The US Air Force (USAF) has awarded Northrop Grumman a $108 million contract to procure long lead items for production of the B-21 Raider stealth bomber.
The long lead items will support the first production lot of B-21s, says the USAF.
“The B-21 Raider program is foundational to the Air Force’s operational impertative for an effective, long-range strike family of systems to guarantee our ability to strike any target, anytime, anywhere, even in the most contested environment,” says US Air Force Chief of Staff General Charles Brown.
“The quality of the aircraft build, coupled with its open systems architecture design and built-in margin for future growth, will provide our warfighters the competitive advantage we’ll need to deter current and future conflicts, and fight and win if called upon to do so.”
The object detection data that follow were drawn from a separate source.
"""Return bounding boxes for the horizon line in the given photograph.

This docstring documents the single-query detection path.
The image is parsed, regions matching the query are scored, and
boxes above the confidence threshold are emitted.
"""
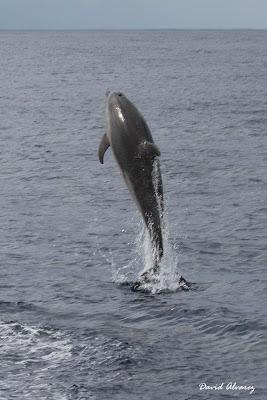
[0,28,267,31]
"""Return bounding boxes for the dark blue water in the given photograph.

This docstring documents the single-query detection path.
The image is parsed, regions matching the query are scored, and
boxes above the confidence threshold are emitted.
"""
[0,31,267,400]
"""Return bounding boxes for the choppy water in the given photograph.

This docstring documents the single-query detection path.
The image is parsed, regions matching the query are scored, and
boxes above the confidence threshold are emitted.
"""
[0,31,267,400]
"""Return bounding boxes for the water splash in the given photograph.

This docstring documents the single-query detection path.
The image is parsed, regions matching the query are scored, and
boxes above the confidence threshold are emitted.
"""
[110,159,186,293]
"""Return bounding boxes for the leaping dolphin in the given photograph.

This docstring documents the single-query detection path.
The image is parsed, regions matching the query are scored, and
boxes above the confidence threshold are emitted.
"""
[98,92,163,277]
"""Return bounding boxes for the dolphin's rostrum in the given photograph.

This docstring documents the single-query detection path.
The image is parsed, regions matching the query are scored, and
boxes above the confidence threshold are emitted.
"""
[98,92,163,276]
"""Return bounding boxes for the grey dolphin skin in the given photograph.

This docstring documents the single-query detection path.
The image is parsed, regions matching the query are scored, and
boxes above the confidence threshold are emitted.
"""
[98,92,163,277]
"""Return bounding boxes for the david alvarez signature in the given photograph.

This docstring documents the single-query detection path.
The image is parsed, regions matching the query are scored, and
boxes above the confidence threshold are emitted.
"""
[199,382,255,394]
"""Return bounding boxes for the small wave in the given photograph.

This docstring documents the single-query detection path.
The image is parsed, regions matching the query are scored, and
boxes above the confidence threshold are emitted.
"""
[0,321,71,368]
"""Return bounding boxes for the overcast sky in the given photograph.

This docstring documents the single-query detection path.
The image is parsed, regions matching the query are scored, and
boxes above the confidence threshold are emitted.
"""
[0,0,267,29]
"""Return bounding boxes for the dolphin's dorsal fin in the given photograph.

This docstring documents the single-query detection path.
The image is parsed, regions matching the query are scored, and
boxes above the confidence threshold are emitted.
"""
[98,133,110,164]
[138,141,160,158]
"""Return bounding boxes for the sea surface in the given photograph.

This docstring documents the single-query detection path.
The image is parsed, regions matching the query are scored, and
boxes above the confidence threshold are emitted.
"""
[0,31,267,400]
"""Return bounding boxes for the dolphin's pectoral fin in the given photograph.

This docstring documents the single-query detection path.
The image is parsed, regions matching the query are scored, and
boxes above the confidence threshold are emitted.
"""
[138,141,160,158]
[98,133,110,164]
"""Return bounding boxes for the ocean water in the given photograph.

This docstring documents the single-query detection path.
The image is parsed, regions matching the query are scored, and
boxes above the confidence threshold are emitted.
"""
[0,31,267,400]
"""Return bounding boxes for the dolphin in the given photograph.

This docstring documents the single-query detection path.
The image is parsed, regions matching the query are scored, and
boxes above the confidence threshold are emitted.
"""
[98,92,163,279]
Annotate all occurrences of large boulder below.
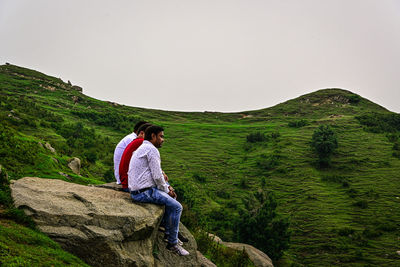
[10,177,200,266]
[222,242,274,267]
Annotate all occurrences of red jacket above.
[119,138,144,188]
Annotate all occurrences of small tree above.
[311,125,338,166]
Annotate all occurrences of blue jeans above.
[131,188,182,245]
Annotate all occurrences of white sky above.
[0,0,400,112]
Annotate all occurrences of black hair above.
[133,121,147,134]
[144,125,164,141]
[137,123,153,134]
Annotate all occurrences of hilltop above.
[0,65,400,266]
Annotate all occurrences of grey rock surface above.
[222,242,274,267]
[197,251,217,267]
[155,223,200,267]
[10,177,200,266]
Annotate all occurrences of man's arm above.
[147,150,170,193]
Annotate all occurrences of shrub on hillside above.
[356,112,400,133]
[288,120,310,128]
[0,125,39,176]
[236,193,290,260]
[246,132,267,143]
[193,173,207,183]
[71,110,141,130]
[270,132,281,140]
[257,153,281,171]
[348,94,361,104]
[311,125,338,166]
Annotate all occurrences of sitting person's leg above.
[152,189,182,244]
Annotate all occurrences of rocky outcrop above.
[222,242,274,267]
[71,85,83,93]
[208,233,274,267]
[10,177,200,266]
[68,158,81,175]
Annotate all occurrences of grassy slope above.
[0,63,400,266]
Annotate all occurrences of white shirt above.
[128,140,169,193]
[114,133,137,184]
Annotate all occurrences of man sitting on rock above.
[119,123,151,192]
[128,125,189,256]
[114,121,147,184]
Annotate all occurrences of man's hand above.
[168,185,177,199]
[163,171,168,183]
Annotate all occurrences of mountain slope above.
[0,65,400,266]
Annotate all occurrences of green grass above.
[0,63,400,266]
[0,220,88,266]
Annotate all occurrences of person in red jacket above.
[119,123,152,192]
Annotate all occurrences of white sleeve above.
[147,150,169,193]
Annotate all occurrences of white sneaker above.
[163,235,183,246]
[167,244,190,256]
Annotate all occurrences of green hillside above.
[0,65,400,266]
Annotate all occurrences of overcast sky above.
[0,0,400,112]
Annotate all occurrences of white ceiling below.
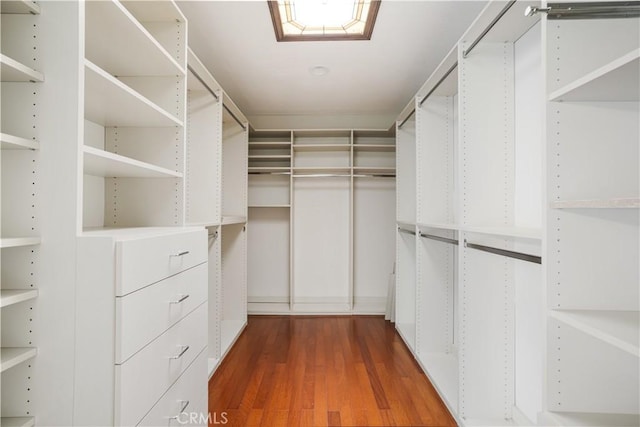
[178,0,486,128]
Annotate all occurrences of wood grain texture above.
[209,316,456,427]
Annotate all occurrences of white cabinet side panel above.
[293,178,350,303]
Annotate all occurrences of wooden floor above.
[209,316,455,427]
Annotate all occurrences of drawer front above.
[115,263,208,363]
[116,229,207,296]
[115,303,207,425]
[138,350,209,427]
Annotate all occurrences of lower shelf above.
[0,347,38,372]
[0,417,36,427]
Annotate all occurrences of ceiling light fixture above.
[267,0,380,41]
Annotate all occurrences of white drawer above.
[115,263,208,363]
[116,229,207,296]
[138,351,209,427]
[115,303,207,426]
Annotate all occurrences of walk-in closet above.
[0,0,640,427]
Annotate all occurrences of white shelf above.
[0,347,38,372]
[549,198,640,209]
[83,145,182,178]
[0,133,40,150]
[459,225,542,240]
[249,141,291,148]
[550,310,640,357]
[420,353,458,410]
[0,289,38,307]
[222,215,247,225]
[353,144,396,152]
[0,0,40,15]
[293,144,351,151]
[549,49,640,101]
[0,54,44,83]
[417,222,460,231]
[85,1,185,77]
[0,237,41,249]
[84,60,183,127]
[0,417,36,427]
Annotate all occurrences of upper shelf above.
[549,198,640,209]
[0,54,44,83]
[85,1,185,76]
[0,0,40,15]
[549,49,640,101]
[83,145,182,178]
[0,133,40,150]
[84,60,183,127]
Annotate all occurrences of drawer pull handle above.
[169,345,189,359]
[169,294,189,304]
[169,251,189,257]
[167,400,189,420]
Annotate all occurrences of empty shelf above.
[0,289,38,307]
[0,237,40,248]
[0,133,40,150]
[85,60,183,127]
[84,146,182,178]
[0,55,44,83]
[0,0,40,14]
[86,1,185,76]
[0,417,36,427]
[550,198,640,209]
[549,49,640,101]
[0,347,38,372]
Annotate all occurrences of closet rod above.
[398,108,416,129]
[464,239,542,264]
[398,227,416,236]
[524,1,640,19]
[418,232,458,246]
[187,64,247,130]
[462,0,516,58]
[413,61,458,111]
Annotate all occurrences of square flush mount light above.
[268,0,380,42]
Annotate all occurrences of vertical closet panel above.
[353,178,396,313]
[293,177,351,311]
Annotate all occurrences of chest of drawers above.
[74,227,208,426]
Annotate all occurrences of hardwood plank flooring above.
[209,316,456,427]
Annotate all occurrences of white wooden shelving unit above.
[249,129,395,314]
[0,1,45,426]
[545,4,640,426]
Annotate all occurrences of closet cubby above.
[546,11,640,426]
[82,1,187,228]
[0,1,42,426]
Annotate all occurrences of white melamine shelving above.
[0,347,38,372]
[0,55,44,83]
[85,60,183,127]
[549,49,640,102]
[0,133,40,150]
[0,237,41,249]
[0,289,38,308]
[1,0,40,15]
[549,198,640,209]
[83,146,182,178]
[0,417,36,427]
[85,0,185,76]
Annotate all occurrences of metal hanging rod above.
[418,232,458,246]
[462,0,516,58]
[413,61,458,111]
[464,239,542,264]
[398,108,416,128]
[187,64,247,130]
[398,227,416,236]
[524,1,640,19]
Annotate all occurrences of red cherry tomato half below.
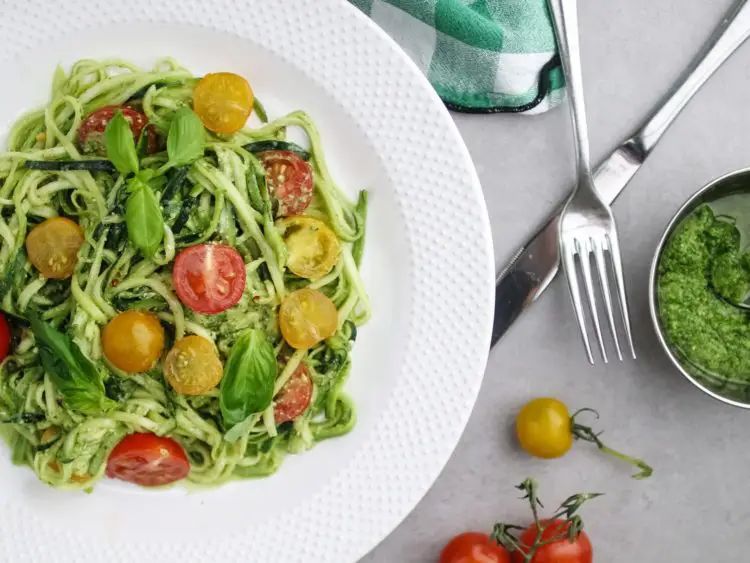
[440,532,510,563]
[0,313,10,362]
[107,432,190,487]
[172,244,247,315]
[260,151,313,217]
[78,106,158,155]
[513,520,594,563]
[273,364,313,424]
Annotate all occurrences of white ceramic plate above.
[0,0,494,563]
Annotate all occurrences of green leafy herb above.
[491,479,601,563]
[167,107,206,166]
[125,171,164,258]
[28,315,116,415]
[242,139,310,160]
[253,98,268,123]
[0,412,46,424]
[219,329,277,428]
[104,111,138,176]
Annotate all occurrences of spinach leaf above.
[167,107,206,166]
[219,329,277,428]
[0,412,47,424]
[28,314,116,415]
[125,171,164,258]
[104,111,138,176]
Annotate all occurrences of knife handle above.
[630,0,750,159]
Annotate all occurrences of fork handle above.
[549,0,594,183]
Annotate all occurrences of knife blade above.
[490,0,750,348]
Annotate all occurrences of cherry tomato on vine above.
[193,72,255,133]
[273,363,313,424]
[516,398,573,459]
[172,244,247,315]
[26,217,84,280]
[260,151,313,217]
[107,432,190,487]
[277,217,341,280]
[279,288,338,349]
[164,334,224,395]
[102,311,164,373]
[440,532,511,563]
[513,519,594,563]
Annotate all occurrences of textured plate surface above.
[0,0,494,562]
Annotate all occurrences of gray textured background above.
[364,0,750,563]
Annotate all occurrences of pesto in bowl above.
[655,194,750,402]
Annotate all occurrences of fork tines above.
[562,232,635,364]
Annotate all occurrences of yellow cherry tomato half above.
[279,288,338,349]
[193,72,254,133]
[277,217,341,280]
[26,217,84,280]
[516,398,573,459]
[164,335,224,395]
[102,311,164,373]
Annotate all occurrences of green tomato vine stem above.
[570,408,654,479]
[490,478,601,563]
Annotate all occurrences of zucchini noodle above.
[0,59,370,489]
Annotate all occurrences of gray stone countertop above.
[363,0,750,563]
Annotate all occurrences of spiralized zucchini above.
[0,59,370,489]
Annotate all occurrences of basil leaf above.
[125,171,164,258]
[104,111,138,176]
[167,107,206,166]
[219,329,277,428]
[28,314,117,415]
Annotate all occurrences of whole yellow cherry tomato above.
[102,311,164,373]
[279,288,338,349]
[26,217,84,280]
[277,217,341,280]
[164,335,224,395]
[193,72,254,133]
[516,398,573,458]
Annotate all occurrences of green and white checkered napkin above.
[349,0,564,113]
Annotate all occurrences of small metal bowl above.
[649,168,750,409]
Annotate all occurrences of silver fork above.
[549,0,635,364]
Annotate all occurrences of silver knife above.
[491,0,750,347]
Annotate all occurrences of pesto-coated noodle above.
[0,59,370,489]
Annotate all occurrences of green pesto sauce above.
[657,204,750,398]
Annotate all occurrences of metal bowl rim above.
[648,167,750,409]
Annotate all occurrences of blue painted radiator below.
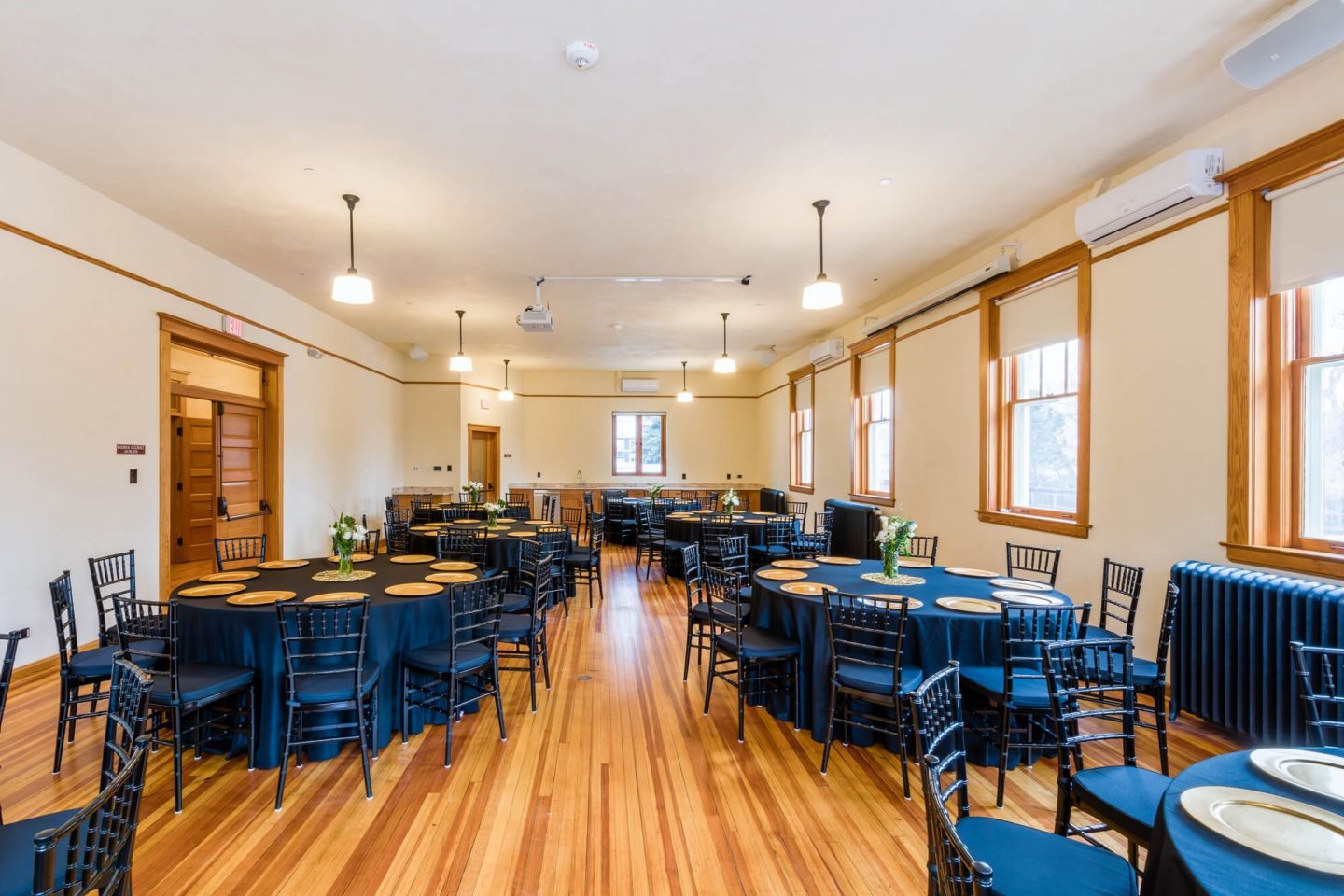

B-21 test aircraft are being produced under an engineering and manufacturing development contract, using the same production line that will eventually produce production examples.
The USAF adds that the first B-21 test aircraft is undergoing loads calibration work to verify and validate its structural design prior to flight. Once this is done, there will be additional integration work and testing pending flight readiness.
The 420th Flight Test Squadron based at Edwards AFB in California is tasked with planning for testing, analysing and reporting on all flight and ground testing for the aircraft, which is being built by Northrop in Palmdale, California.
The B-21 will ultimately replace the Boeing B-1B Lancer as well as the Northrop B-2. The USAF envisages having a bomber fleet comprised entirely of B-21s and extensively-modernised Boeing B-52s.